Exploring 3D Reasoning-Driven Planning: From Implicit Human Intentions to Route-Aware Activity Planning
This addresses the problem of enabling robots to understand implicit human intentions and plan efficient multi-step routes in 3D environments, which is incremental as it builds on existing multimodal learning approaches.
The paper tackles the challenges of implicit human intention reasoning and inter-step route planning in 3D task planning by proposing a novel 3D Reasoning-Driven Planning task, constructing the ReasonPlan3D benchmark, and designing a framework with progressive plan generation and dynamic scene graphs, demonstrating effectiveness in reasoning activities from implicit instructions and producing accurate stepwise plans with integrated route planning.
3D task planning has attracted increasing attention in human-robot interaction and embodied AI thanks to the recent advances in multimodal learning.
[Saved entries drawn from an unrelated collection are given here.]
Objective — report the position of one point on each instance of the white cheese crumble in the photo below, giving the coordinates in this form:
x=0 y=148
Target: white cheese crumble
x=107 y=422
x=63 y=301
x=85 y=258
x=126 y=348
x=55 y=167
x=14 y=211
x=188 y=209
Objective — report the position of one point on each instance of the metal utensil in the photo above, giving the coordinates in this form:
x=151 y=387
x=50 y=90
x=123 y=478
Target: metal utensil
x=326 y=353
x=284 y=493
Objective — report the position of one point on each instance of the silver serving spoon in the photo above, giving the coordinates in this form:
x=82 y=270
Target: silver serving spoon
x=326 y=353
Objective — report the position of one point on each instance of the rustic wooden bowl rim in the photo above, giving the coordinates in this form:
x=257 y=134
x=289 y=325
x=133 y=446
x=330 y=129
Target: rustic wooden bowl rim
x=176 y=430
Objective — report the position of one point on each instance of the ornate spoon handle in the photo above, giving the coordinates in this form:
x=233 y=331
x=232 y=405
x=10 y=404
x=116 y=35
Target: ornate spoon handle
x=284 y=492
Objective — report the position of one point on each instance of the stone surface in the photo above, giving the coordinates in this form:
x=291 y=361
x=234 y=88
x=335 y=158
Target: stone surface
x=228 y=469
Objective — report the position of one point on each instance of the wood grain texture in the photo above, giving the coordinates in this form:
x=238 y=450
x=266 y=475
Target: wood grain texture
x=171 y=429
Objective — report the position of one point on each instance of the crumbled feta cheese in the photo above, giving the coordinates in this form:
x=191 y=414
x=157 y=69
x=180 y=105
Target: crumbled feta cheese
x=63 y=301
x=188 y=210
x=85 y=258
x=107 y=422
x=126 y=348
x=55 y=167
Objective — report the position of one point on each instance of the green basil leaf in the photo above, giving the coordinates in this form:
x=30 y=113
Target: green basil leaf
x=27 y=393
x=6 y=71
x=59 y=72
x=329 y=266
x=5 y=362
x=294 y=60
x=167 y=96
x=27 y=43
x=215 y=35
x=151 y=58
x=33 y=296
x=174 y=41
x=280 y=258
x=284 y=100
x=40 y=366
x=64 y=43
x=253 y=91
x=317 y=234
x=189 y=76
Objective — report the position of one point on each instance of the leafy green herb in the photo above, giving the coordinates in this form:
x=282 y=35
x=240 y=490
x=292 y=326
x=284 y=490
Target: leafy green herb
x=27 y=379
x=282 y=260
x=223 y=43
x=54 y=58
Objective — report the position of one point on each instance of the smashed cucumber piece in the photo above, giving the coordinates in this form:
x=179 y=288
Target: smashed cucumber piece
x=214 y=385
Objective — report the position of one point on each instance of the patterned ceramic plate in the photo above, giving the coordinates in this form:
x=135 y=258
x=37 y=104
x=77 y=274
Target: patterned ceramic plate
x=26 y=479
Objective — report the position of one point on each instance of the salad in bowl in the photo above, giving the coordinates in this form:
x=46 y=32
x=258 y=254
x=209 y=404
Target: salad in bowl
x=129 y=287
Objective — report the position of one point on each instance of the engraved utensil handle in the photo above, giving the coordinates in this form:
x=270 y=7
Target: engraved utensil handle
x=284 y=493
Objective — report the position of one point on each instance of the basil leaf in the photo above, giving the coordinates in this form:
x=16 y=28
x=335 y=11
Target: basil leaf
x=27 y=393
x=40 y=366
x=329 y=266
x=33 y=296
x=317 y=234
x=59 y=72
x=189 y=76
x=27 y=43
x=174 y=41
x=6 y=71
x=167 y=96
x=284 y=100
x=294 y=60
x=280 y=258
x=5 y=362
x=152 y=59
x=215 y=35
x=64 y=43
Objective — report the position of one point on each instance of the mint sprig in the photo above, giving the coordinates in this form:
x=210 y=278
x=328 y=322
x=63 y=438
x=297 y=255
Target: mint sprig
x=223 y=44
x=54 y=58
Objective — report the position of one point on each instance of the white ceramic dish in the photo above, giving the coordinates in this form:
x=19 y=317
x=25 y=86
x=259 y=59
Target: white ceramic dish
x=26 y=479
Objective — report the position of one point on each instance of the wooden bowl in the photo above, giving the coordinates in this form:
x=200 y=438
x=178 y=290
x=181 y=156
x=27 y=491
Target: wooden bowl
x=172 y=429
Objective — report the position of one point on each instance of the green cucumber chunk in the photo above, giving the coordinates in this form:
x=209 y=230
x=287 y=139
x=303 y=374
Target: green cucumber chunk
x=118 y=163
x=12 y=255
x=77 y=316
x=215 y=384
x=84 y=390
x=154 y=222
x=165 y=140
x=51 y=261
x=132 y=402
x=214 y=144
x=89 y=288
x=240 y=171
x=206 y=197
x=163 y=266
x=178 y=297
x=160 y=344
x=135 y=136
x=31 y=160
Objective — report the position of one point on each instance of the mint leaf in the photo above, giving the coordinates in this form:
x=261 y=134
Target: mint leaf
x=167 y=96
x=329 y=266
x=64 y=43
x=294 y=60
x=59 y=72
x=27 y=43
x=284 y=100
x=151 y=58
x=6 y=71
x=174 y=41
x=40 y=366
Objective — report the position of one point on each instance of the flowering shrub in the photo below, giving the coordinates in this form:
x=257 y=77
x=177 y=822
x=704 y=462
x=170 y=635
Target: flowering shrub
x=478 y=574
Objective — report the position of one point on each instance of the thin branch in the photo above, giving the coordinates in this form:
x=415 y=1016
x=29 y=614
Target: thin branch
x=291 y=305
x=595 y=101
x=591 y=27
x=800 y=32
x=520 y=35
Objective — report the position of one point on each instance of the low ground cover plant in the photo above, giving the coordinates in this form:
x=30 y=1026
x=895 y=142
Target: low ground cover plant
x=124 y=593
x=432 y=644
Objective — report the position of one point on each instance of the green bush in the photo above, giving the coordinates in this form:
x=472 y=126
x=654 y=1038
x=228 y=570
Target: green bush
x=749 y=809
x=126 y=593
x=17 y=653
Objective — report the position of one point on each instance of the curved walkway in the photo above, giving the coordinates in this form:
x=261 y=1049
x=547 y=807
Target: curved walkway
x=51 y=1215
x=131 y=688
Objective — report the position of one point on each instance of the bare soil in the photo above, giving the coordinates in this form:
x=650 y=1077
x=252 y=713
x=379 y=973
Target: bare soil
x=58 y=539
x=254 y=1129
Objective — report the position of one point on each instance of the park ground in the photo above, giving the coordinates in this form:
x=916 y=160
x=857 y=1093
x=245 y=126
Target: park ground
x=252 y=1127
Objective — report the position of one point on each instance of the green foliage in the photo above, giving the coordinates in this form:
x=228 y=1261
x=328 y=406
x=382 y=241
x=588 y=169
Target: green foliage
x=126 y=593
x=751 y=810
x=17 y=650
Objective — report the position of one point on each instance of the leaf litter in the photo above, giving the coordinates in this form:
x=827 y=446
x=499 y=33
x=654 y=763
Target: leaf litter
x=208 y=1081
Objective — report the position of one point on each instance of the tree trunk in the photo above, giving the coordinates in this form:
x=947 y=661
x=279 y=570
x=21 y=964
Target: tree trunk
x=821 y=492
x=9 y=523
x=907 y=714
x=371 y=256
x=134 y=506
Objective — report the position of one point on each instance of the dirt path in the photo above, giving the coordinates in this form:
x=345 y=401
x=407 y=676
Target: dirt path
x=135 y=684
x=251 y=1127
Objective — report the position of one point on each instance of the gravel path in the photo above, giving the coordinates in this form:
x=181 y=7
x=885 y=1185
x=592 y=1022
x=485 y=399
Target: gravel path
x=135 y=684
However, most existing studies are facing two common challenges: 1) heavy reliance on explicit instructions with little reasoning on implicit user intention; 2) negligence of inter-step route planning on robot moves. We address the above challenges by proposing 3D Reasoning-Driven Planning, a novel 3D task that reasons the intended activities from implicit instructions and decomposes them into steps with inter-step routes and planning under the guidance of fine-grained 3D object shapes and locations from scene segmentation. We tackle the new 3D task from two perspectives. First, we construct ReasonPlan3D, a large-scale benchmark that covers diverse 3D scenes with rich implicit instructions and detailed annotations for multi-step task planning, inter-step route planning, and fine-grained segmentation. Second, we design a novel framework that introduces progressive plan generation with contextual consistency across multiple steps, as well as a scene graph that is updated dynamically for capturing critical objects and their spatial relations. Extensive experiments demonstrate the effectiveness of our benchmark and framework in reasoning activities from implicit human instructions, producing accurate stepwise task plans and seamlessly integrating route planning for multi-step moves. The dataset and code will be released.